Obituaries, prepared long ago by news outlets for Lee’s passing, will note that Lee presided over Singapore’s economic transformation from an uncertain city on the Malaysian peninsula into one of the world’s wealthiest countries on the strength of a strong central government, a thriving market economy, strict social conformity and a bit of soft authoritarianism.
The deal that Lee offered Singapore in 1965, for the next 25 years of his premiership and the ensuing 25 years of his ‘retirement’ that saw the rise of his son, Lee Hsien Loong, as prime minister in 2004, is simple: the promise of sustained economic growth and a robust social safety net at the expense of real democracy, liberal freedoms of speech and expression and a strong free press. It also entailed a nanny state, enforced by cultural norms as much as by government diktat, that deployed housing quotas to integrate Indian and Malay minorities among the larger ethnic Chinese population, forced retirement savings, compulsory two-year military service for Singaporean men, and strict rules that imposed the death penalty on drug offenses and that nudged (or pushed) Singaporeans to be more polite, learn English, stop chewing gum and self-censor any dissent of Lee and his ruling People’s Action Party (PAP).

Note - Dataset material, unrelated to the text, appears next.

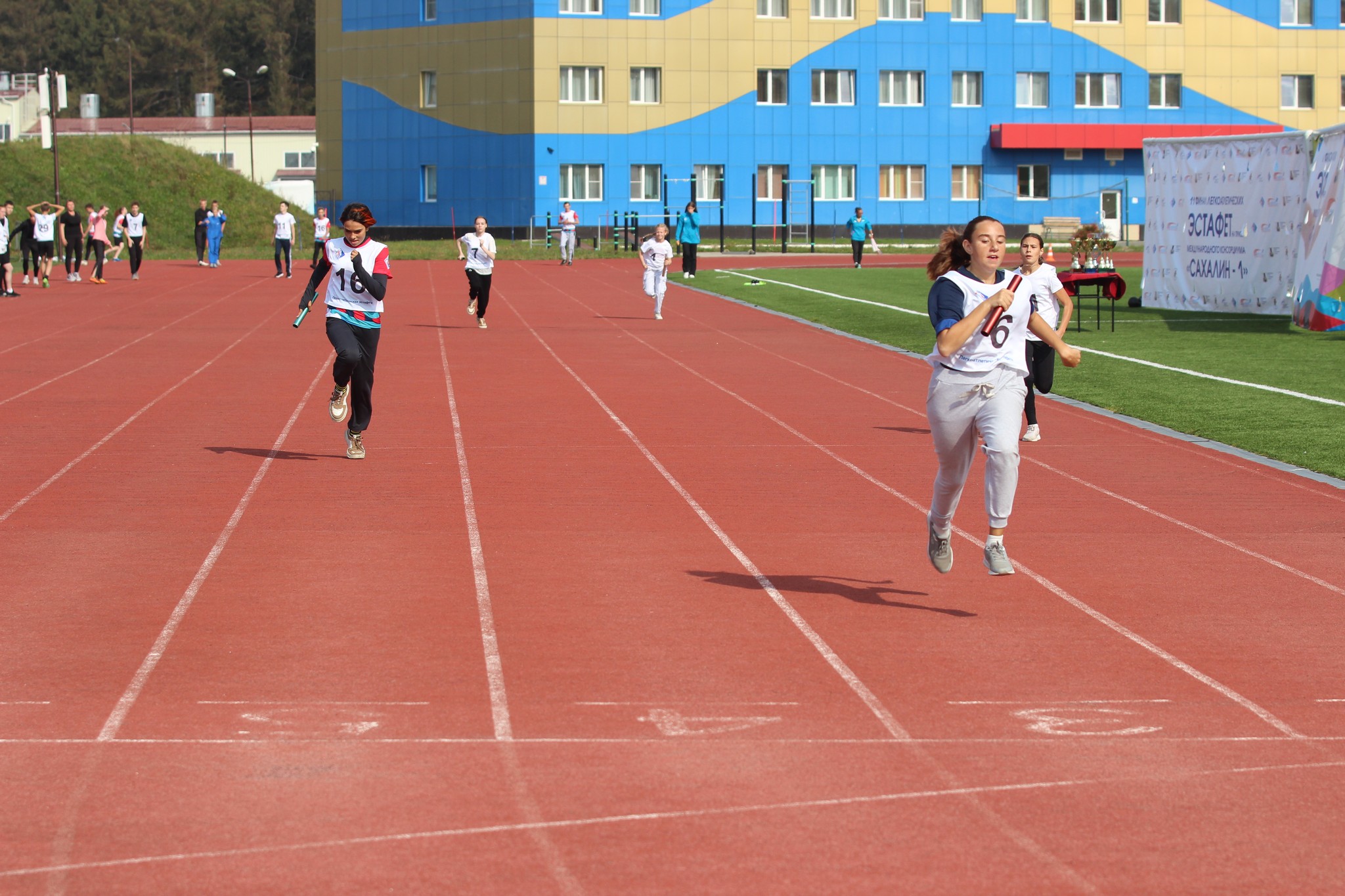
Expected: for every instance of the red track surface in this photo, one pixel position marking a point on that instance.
(236, 661)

As many of Lee’s obituaries will proclaim, it’s a deal that appeared to work — Singapore today has a (nominal) GDP per capita of over US$55,000, slightly higher than the United States, and political and economic experts alike routinely use words like ‘miracle’ to describe Singapore’s rise to become one of the wealthiest, most developed countries in the world.
Central to the Singapore story was Lee himself — indeed, the first in his series of memoirs is entitled simply ‘The Singapore Story.’
But how central was Lee to the modern creation of Singapore? He’s become a beloved figure, especially in the United States in the business-school-case-study-set kind of way. It’s impossible to separate Lee’s life and his role in Singapore’s rise, but it’s not impossible to argue that Lee was shrewd, competent and… very lucky.